An 8 outlet timer/power strip

4 timer controlled outlets
4 constant power outlets
24 hour mechanical timer 15 minute setting intervals
3 foot heavy duty power cord
3 prong grounded plug and outlets
15amp 120 volt circuit breaker
UL listed

Plug lights, C02, heaters, and filters all in the same power strip.

May also be used as a wave maker to create tidal flow currents

$29.95
Available now

Robert
King admin
www.aquabotanic.com


----------



## Robert Hudson (Feb 5, 2004)

An 8 outlet timer/power strip

4 timer controlled outlets
4 constant power outlets
24 hour mechanical timer 15 minute setting intervals
3 foot heavy duty power cord
3 prong grounded plug and outlets
15amp 120 volt circuit breaker
UL listed

Plug lights, C02, heaters, and filters all in the same power strip.

May also be used as a wave maker to create tidal flow currents

$29.95
Available now

Robert
King admin
www.aquabotanic.com


----------



## imported_Mario (Jul 14, 2003)

Robert, is each one of these timer plugs individually controlled or do they all turn on and off at the same time?

Also, do you have a picture up on the website, yet?

Thanks... mario


----------



## imported_trilinearmipmap (Feb 11, 2003)

And if it had a built-in GFI it would be a must-have item.

Canadian Aquatic Plant Trading Website


----------



## McKee (Feb 7, 2003)

Excellent!

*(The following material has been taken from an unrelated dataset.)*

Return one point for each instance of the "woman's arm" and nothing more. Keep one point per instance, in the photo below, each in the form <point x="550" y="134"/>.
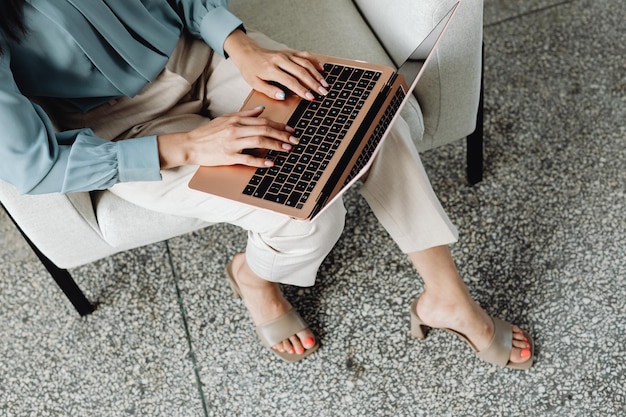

Does it have spike protection?

------------------------
Our diary: http://Oscar.deardiary.net/


----------



## Robert Hudson (Feb 5, 2004)

I don't know! I'm gonna have to try and find out

Robert
King admin
www.aquabotanic.com


----------



## imported_aquaverde (May 5, 2003)

Do you have a link to the manufacturer? I can't seem to find a home page.

James


----------



## Robert Hudson (Feb 5, 2004)

Their WEB site doesn't give much information, in fact this product isn't even listed on it.

http://www.esuweb.com/index.asp

Robert
King admin
www.aquabotanic.com


----------



## McKee (Feb 7, 2003)

> quote:
> 
> Originally posted by Robert H:
> Their WEB site doesn't give much information, in fact this product isn't even listed on it.
> ...


http://www.aquabotanic.com
[/QUOTE]

Oh, just open the dang thing up and look!









------------------------
Our diary: http://Oscar.deardiary.net/


----------



## Robert Hudson (Feb 5, 2004)

WEll, I dont know what a GFI is, the plug and all the outlets are grounded, and it says on it two night outlets and two day outlets, so I guess that means it has two time settings for the four outlets.

Robert
King admin
www.aquabotanic.com


----------



## imported_RTR (Sep 11, 2003)

GFI is a ground fault interrupter. IMHO, all tanks should be on GFIs - cheap insurance against electrocution.

"Where's the fish?" - Neptune


----------



## JERP (Feb 4, 2003)

I dont have access to the newsletter right now but i think said that it did have a GFCI circuit.

Robert,
A GFCI (or GFI) protects against electrocution. They are required in all kithens, bathrooms and any other outlet near water. They typically have a "test" and a "reset" button on them.


----------



## McKee (Feb 7, 2003)

More specifically, a GFI detects ground faults (i.e. when your body becomes the electricity's shortest path to ground) and pops the circuit on the outlet before you get electrocuted.

------------------------
Our diary: http://Oscar.deardiary.net/


----------



## imported_Mario (Jul 14, 2003)

I looked at this product on a different website. It says it has two day and two night outlets. That means, when the two day outlets are on, the night outlets are off (and vice versa). This can be usefull for reptile tanks that need a heater to come on when the light goes off or you can use the timer in a saltwater tank as a wavemaker. For planted tanks the use seems limited (or my imagination is)


----------